The swastika – it’s the most recognizable symbol of the Holocaust and present-day hatred of Jewish people. Those who use it today send the message that they agree with Adolf Hitler’s abominable hatred and beliefs. It’s a symbol that gives hearty approval to Nazi Germany’s treatment of the Jewish people as less than human, stripping them of their property, dignity, fundamental human rights and life itself.
The United Nations designated January 27 as International Holocaust Remembrance Day. It marks the anniversary of when prisoners in the Auschwitz-Birkenau concentration camp were liberated in 1945. Auschwitz was the largest extermination center operated by Hitler’s Third Reich. More than 1.1 million people, including children, lost their lives there.
Anti-Semitism didn’t end with World War II. It’s disturbing to realize that such hatred still exists today, but it does. The evidence is clear: anti-Semitism is all too alive today.
According to the Anti-Defamation League (ADL), there are hundreds of “hate groups” in the United States, many of which are anti-Semitic, Holocaust-denying and white supremacist.
Debasing Symbolism
The ADL keeps a list of reported anti-Semitic incidents. Out of 48 U.S. incident reports in December 2021 alone, 31 involved swastikas. Of those, 25 were about swastika vandalism on synagogues, public buildings and statues, private homes, parked cars, and city sidewalks.
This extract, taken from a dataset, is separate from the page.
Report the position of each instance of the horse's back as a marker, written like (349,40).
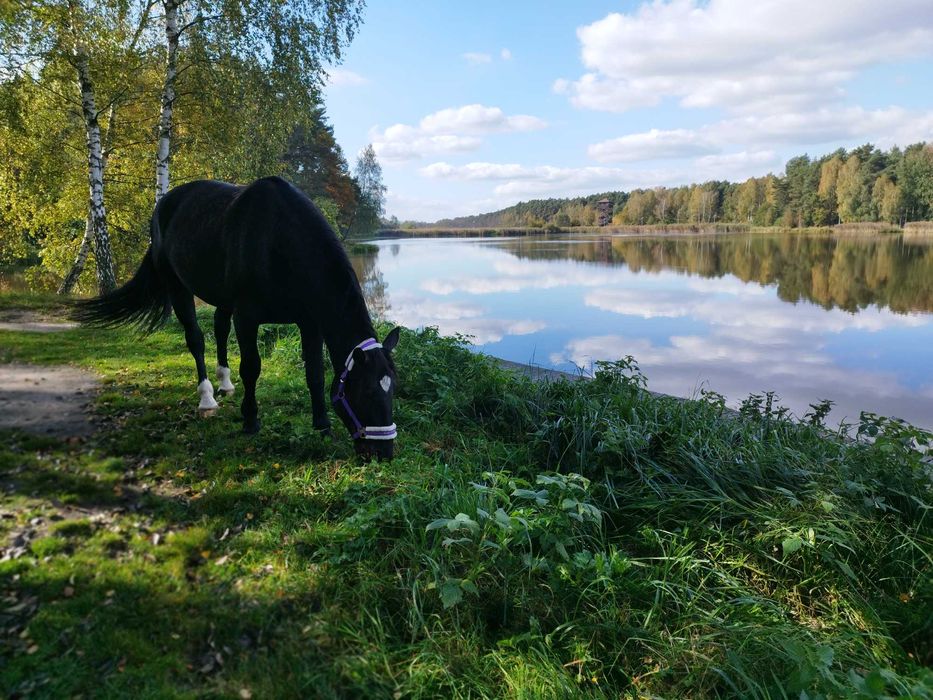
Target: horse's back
(265,244)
Incidents weren’t confined to places with large Jewish populations like New York, New Jersey and California. Swastikas were also found in Nevada, Wisconsin, Massachusetts, Virginia, Florida, Georgia, Kansas, Idaho and Rhode Island.
Sadly, many on December’s list of anti-Semitic incidents took place on high school campuses. Among them were two groups of students, one in Nevada and one in Virginia, who gave the Nazi salute to swastikas. In California, several students took a picture of themselves with swastikas drawn on their bodies.
Swastikas were scrawled on high school bathroom stalls in five states, including three different cases in New Jersey, one of which included the words “Hitler was right.” Imagine being a 15-year-old Jewish student walking into a campus restroom and seeing proof that someone in your school believes you’re not worthy of life.
In Florida, Pennsylvania and Michigan, people displayed flags with swastikas on them – on their truck, front porch, or by raising it on a public flagpole and then attempting to disable the mechanism to take it down.
This was just in December 2021. And only the occurrences involving swastikas. Other incidents (below) are even more alarming.
Absurd Blaming
An anti-Semitic organization called the Goyim Defense League distributed flyers blaming Jewish people for COVID-19 in Missouri, Idaho, North Carolina, Texas, Maryland, and three California cities, including Beverly Hills. The group distributed other anti-Semitic flyers twice in downtown Denver, left them in residential driveways in Texas and dropped anti-Semitic banners from freeway overpasses in California and Florida.
Assaults and Threats
In New York, two men physically assaulted a Jewish man wearing an Israeli military sweatshirt, calling him a “dirty Jew.” In Los Angeles, an anti-Semitic letter and a vial containing an unknown substance were found at a synagogue.
What Can We Do? Remember and Pray
We must never underestimate how far hatred can go when it is left unchecked. Keeping the memory of the Holocaust alive is an integral part of combatting anti-Semitism. On January 27, please remember the 6 million Jewish people and millions more who died because one regime deemed them unworthy of life.
On this International Holocaust Remembrance Day, pray for God to bring an end to anti-Semitism. Pray for the victims and those whose irrational hate promotes and perpetuates the inhumanity of anti-Semitism.